Tony Gilroy commence par brouiller les pistes, flouter les esprits. Sporadiquement, dans les cinq premières minutes, il délivre quelques temps forts du film, sans explication aucune. Une voix emballée s’emporte sur un répondeur, baignant d’une ambiance glauque les couloirs vides d’un bâtiment, images d’ouverture du film. Puis au fin fond d’un sous-sol hasardeux, au beau milieu de ses problèmes, apparaît enfin Michael Clayton (George Clooney), dont le long-métrage éponyme s’annonce aussi sombre que le regard qu’il semble porter autour de lui.

Michael Clayton est ce qu’on appelle un « fixer ». Conseiller spécial d’une grande firme d’avocats, il arrange, répare les affaires dans l’ombre des grands noms, tel un homme de ménage secret. Pris pour un avocat par la police et pour un policier par les avocats, Michael Clayton mène sa vie dans un constant « entre deux ». Quarante-cinq ans, divorcé, un enfant, une passion du jeu et des dettes jusqu’au front, cet anti-héros passe son temps à défendre, presque clandestinement, l’indéfendable.

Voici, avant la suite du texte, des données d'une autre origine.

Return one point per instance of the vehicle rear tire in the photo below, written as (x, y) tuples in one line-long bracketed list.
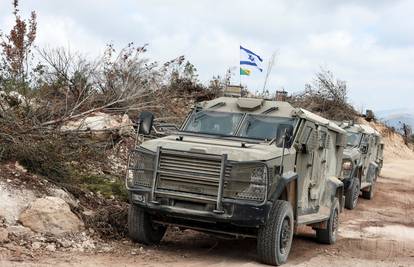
[(329, 235), (352, 195), (141, 228), (274, 239)]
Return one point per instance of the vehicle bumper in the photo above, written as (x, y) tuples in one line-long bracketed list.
[(235, 212)]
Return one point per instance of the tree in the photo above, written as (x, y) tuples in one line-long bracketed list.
[(16, 47)]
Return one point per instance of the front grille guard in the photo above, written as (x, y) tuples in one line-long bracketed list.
[(156, 171), (219, 199)]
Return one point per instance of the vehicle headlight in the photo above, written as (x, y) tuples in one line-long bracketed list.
[(140, 169), (347, 167), (247, 182)]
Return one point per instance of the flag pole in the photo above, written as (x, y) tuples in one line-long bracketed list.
[(239, 66), (269, 69)]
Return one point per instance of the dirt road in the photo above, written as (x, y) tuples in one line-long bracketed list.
[(379, 232)]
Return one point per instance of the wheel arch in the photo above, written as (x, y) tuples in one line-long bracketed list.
[(287, 189)]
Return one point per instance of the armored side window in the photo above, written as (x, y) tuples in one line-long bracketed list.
[(323, 138), (306, 134)]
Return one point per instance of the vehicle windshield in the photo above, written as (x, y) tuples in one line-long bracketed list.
[(212, 122), (353, 139), (267, 128)]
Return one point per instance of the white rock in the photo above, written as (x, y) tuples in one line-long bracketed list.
[(13, 201), (101, 125), (50, 215), (67, 197), (20, 231)]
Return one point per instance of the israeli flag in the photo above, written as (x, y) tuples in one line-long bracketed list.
[(247, 57)]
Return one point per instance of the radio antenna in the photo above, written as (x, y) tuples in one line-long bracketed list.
[(269, 70)]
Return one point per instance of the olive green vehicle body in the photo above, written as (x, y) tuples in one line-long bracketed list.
[(204, 181), (365, 156)]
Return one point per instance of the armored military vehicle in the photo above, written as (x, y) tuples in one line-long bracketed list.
[(242, 167), (362, 162)]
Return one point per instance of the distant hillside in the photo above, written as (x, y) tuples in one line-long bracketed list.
[(395, 118)]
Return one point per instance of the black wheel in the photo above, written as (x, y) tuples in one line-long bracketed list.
[(328, 235), (369, 193), (352, 194), (141, 228), (274, 239)]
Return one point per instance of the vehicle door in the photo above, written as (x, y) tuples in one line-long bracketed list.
[(311, 166)]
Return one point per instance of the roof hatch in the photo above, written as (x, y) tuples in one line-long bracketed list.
[(249, 103)]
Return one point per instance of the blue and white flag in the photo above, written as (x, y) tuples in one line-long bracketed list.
[(249, 58)]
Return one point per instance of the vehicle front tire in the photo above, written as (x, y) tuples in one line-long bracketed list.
[(141, 228), (352, 195), (369, 193), (274, 239), (329, 235)]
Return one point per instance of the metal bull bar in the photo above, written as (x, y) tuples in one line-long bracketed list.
[(219, 201)]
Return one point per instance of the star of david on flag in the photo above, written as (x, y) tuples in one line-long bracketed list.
[(249, 58)]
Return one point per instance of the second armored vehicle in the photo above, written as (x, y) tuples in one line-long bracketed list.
[(362, 162)]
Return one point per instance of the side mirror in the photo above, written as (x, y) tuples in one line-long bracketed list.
[(145, 121), (364, 148)]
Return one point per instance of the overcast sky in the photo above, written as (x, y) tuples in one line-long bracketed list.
[(370, 44)]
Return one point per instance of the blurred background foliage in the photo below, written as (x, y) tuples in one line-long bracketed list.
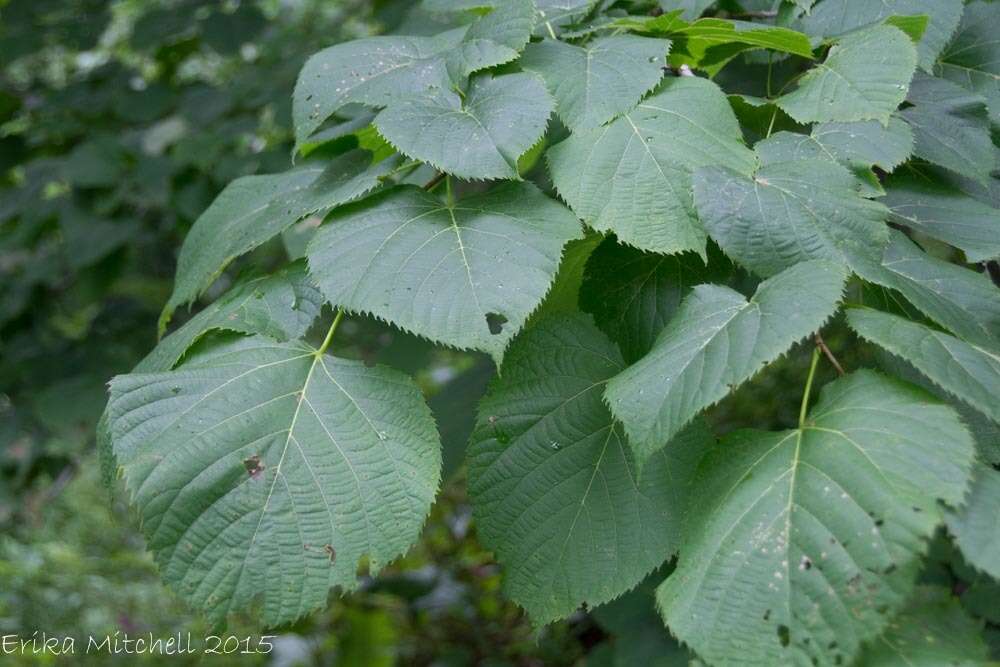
[(120, 120)]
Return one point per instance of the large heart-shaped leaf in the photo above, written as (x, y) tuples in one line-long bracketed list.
[(715, 342), (555, 490), (633, 175), (466, 274), (801, 544), (266, 471), (480, 136)]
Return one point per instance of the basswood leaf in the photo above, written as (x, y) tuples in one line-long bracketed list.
[(633, 294), (932, 630), (932, 206), (951, 127), (264, 472), (976, 524), (386, 70), (864, 77), (467, 274), (958, 299), (833, 18), (789, 212), (254, 209), (972, 60), (555, 492), (596, 83), (716, 341), (965, 370), (632, 176), (481, 136), (801, 544), (281, 306)]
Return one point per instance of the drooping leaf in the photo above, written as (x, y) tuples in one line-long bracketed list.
[(864, 77), (467, 274), (386, 70), (555, 491), (932, 630), (632, 176), (254, 209), (633, 294), (281, 306), (965, 370), (716, 341), (972, 60), (801, 544), (951, 127), (933, 207), (265, 471), (964, 301), (597, 83), (789, 212), (833, 18), (479, 137), (976, 524)]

Or le jour où l’un de ses amis et collègues, dans une prise de conscience inespérée, décide avec un peu trop d’enthousiasme de se retourner contre son client de six ans pour défendre la partie adverse, Clayton est envoyé pour régler l’affaire. Mais voilà, il s’avère que son illuminé de collègue ne l’est pas totalement et que le gros client est bien coupable de commercialiser un désherbant toxique et mortel.

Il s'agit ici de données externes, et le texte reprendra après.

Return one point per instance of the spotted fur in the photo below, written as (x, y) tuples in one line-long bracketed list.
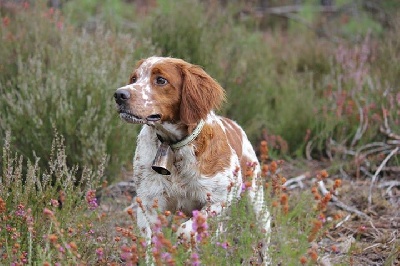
[(206, 166)]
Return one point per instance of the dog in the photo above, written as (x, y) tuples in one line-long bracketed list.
[(187, 158)]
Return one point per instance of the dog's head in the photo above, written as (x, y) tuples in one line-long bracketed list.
[(163, 89)]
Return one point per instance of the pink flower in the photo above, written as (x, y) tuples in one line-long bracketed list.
[(195, 259), (91, 199), (200, 225)]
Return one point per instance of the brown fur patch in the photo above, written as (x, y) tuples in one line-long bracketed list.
[(200, 94), (167, 97), (212, 150)]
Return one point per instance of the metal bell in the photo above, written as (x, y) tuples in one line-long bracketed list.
[(164, 160)]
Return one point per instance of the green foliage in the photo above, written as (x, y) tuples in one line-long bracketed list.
[(57, 77)]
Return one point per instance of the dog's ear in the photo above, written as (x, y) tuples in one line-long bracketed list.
[(200, 94)]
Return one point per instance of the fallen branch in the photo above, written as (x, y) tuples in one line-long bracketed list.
[(393, 152), (340, 204), (297, 180)]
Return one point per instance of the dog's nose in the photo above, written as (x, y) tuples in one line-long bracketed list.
[(121, 96)]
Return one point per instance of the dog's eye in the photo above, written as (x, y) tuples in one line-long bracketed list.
[(161, 81)]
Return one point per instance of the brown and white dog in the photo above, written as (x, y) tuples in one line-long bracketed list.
[(175, 102)]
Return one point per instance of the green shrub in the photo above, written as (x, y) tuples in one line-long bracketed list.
[(56, 77)]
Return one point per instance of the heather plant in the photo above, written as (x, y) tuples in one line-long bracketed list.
[(46, 219), (55, 76)]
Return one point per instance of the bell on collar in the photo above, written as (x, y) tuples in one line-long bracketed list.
[(164, 160)]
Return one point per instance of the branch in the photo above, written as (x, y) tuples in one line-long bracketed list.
[(340, 204), (393, 152)]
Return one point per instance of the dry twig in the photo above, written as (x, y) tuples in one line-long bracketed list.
[(393, 152), (340, 204)]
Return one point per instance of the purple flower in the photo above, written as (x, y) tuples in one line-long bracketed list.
[(195, 259), (200, 225), (91, 199)]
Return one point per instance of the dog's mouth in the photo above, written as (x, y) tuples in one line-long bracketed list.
[(135, 119)]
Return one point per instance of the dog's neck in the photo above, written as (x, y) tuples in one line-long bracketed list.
[(178, 135), (171, 132)]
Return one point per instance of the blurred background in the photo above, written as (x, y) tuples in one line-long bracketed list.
[(317, 80)]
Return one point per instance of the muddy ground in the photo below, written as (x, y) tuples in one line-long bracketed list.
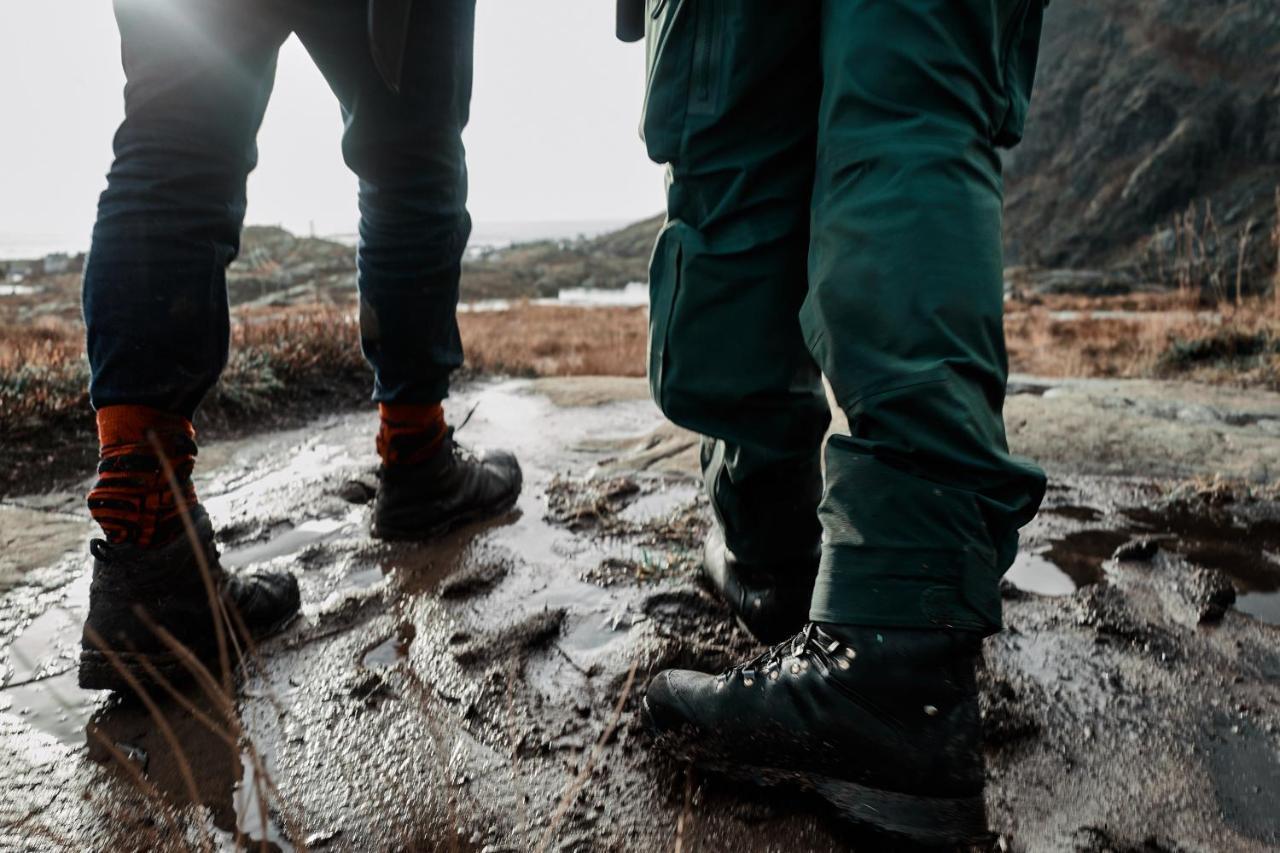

Commence alors une véritable course à la vérité. En bon Erin Brockovich masculin (de Steven Soderbergh, producteur de Michael Clayton… no comment), Michael Clayton s’embourbe seul dans une fourmilière solidement organisée, celle du système judiciaire et de l’argent. Et très vite, on s’aperçoit que le film est moins un thriller vraiment haletant qu’une réelle interrogation de l’individu face à une organisation du monde qui le transcende. Le spectateur s’enfonce dans l’univers sombre et froid des buildings new-yorkais où la caméra le guide et l’égare régulièrement. Tony Gilroy filme des « à travers », un pare-brise, une fenêtre… comme pour souligner la frontière entre l’individu et l’extérieur. Le libre arbitre peut-il vraiment exister au sein de la société ? Quel est le pouvoir d’un pion dans un immense jeu d’échec ?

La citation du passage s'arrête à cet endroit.